The fact that this is home is like being gone from home for so long and then coming back,” said the Rev. Jeremy Griffith, pastor of LifePointe Church of God, which was called Alberta Church of God before the tornado.

“When people walked in here, I’ve heard people say, ‘This is home. The presence of God is here. We don’t have to worry about anything. This is home,’” he said, while sitting in the foyer of the newly rebuilt church now located in Cottondale. “For them to be displaced for three years and then come in here ... man, I’ve seen crying, I’ve seen laughing, people rejoicing over and over and over. I’ve seen people standing to their feet worshipping. It’s like a kid with a new toy.”

It’s been a long, trying and transformative three years for the ministers and members of Alberta Baptist and LifePointe. But now that their journey back to independence and full operation is finally over, the pastors have looked back at the ordeal, and all they see are blessings in disguise.

Before the tornado, Alberta Baptist was a 90-year-old, 66,000 square-foot, all-white, 600-member church that did little outreach in the surrounding, mostly black and low-income Alberta community. But after the tornado destroyed more than 50,000 square feet of the church’s property months after the church completed a $1.8 million major renovation, the church had to do some soul-searching.

“What the tornado did is it literally got us outside the walls of our church and into the neighborhoods,” said the Rev. Larry Corder, pastor of Alberta Baptist. “There were cultural barriers and racial barriers, but those walls really started to come down big time after the tornado.

“We have some members of our church now who are black. We used to be an all-white church for years. In fact, back in the 1970s — I was off in seminary — some blacks visited the church from the university and were turned away. They came back with some TV crews with them and it was just a really negative blight on our church. The people that were part of turning them away are all dead and gone now. And the new mindset of our church is, ‘All are welcome here.’ “

Since the tornado, Alberta Baptist has worshipped at Open Doors Baptist Church in Northport. But they’ve come back to Alberta regularly to distribute sack lunches to the community every Sunday, serve hot meals on Fridays, given clothes, appliances and furniture to Alberta residents in need, started walking through Alberta praying for people, held a free home-cooked Thanksgiving meal for the community, given away bicycles and other gifts to children on Easter and Christmas, started serving meals at Bible studies, thrown pizza and ice cream parties in their parking lot that are open to the community, started a tutoring program at Crescent East public housing in Holt and more.
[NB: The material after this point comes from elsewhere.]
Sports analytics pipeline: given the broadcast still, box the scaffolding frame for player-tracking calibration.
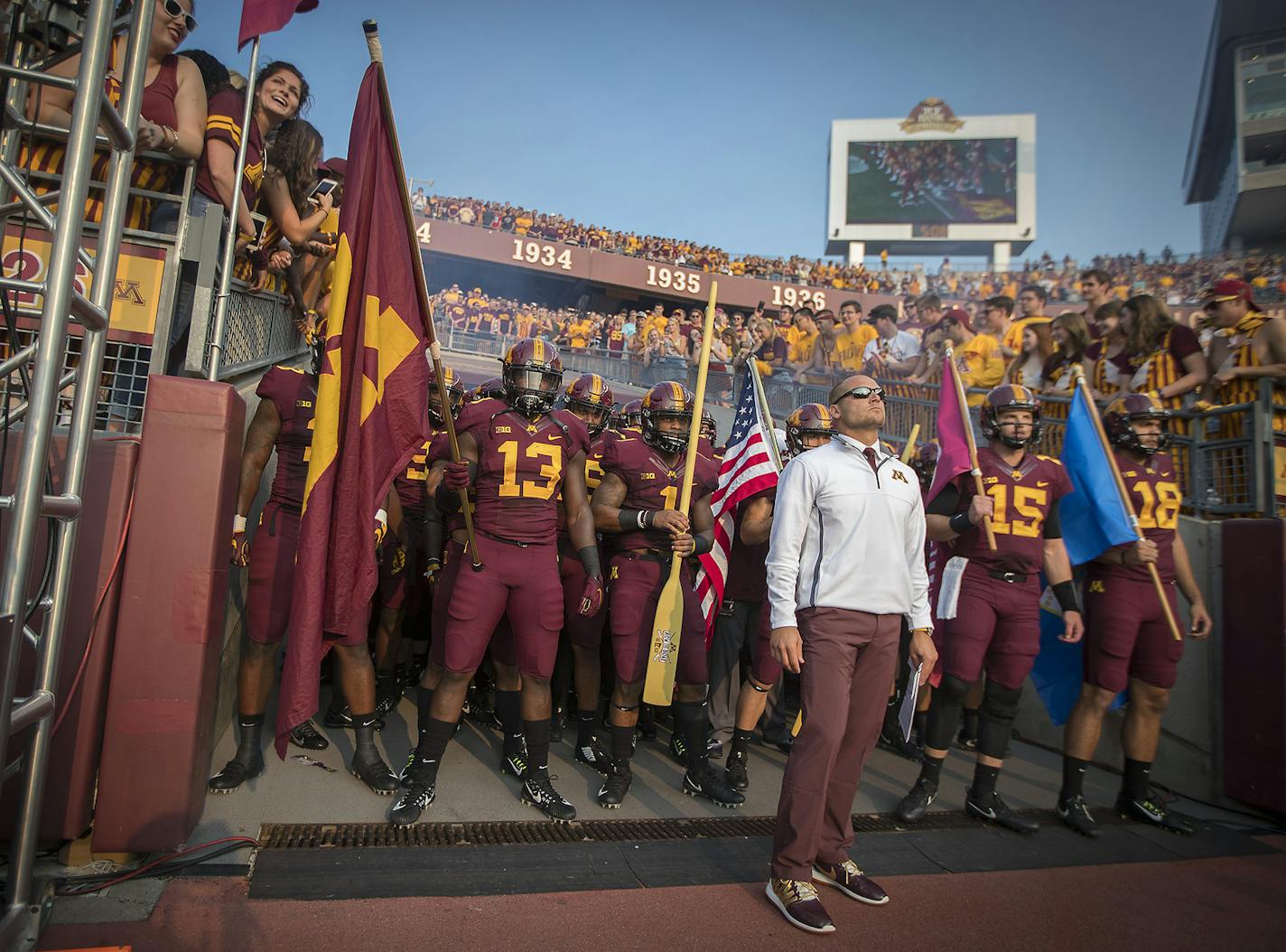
[0,0,155,949]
Corder said it’s become the church’s mission to have a positive impact on Alberta. They particularly would like to help families stay together and increase the moral and spiritual values of the community’s people.

“We’ve developed some really good relationships with people who live here in the community and our Bible studies are some of the only times they step into a church,” Corder said. “We learned that you have to do whatever it takes to network with people and that’s what we’ve been doing for three years now, which is building relationships. People have really started to see that we care about this community.”
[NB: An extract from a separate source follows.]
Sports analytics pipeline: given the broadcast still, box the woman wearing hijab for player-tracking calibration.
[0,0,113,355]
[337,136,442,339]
The rebuilt Alberta Baptist isn’t as large as it once was. The congregation has decreased by 100 members and the church itself is about 16,000 square feet smaller than it used to be.

But something else good beside the change in the congregation’s outlook came out of the tornado. The new church is nearly debt free.
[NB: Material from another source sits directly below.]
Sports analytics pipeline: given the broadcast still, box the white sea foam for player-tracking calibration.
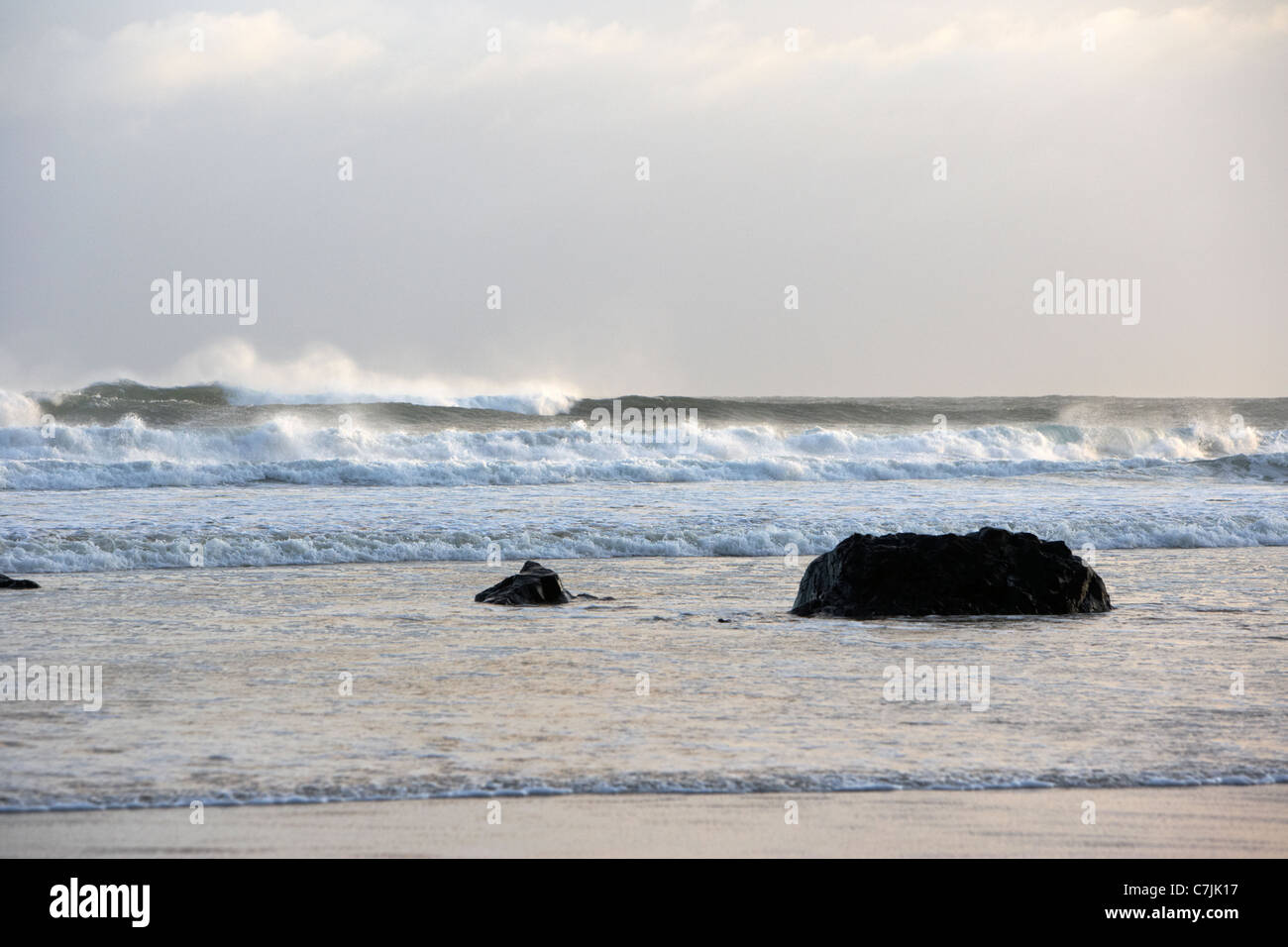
[0,414,1288,489]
“With the $1.8 million renovation we finished before the tornado, we had just put a three-story elevator in, new stained glass windows, enlarged the front foyer, put in new walls ... Everything was new,” Corder said. “The renovation took more than four years. Initially I thought that it was all for naught. But I later realized that it was for the good.

“God had a plan. God was in that because we had increased our insurance when we made the renovations. We wouldn’t be in this building now if we hadn’t done that. We would have gotten about $3.5 million from our insurance instead of being insured for more than $7 million, which is what we had increased our insurance to.”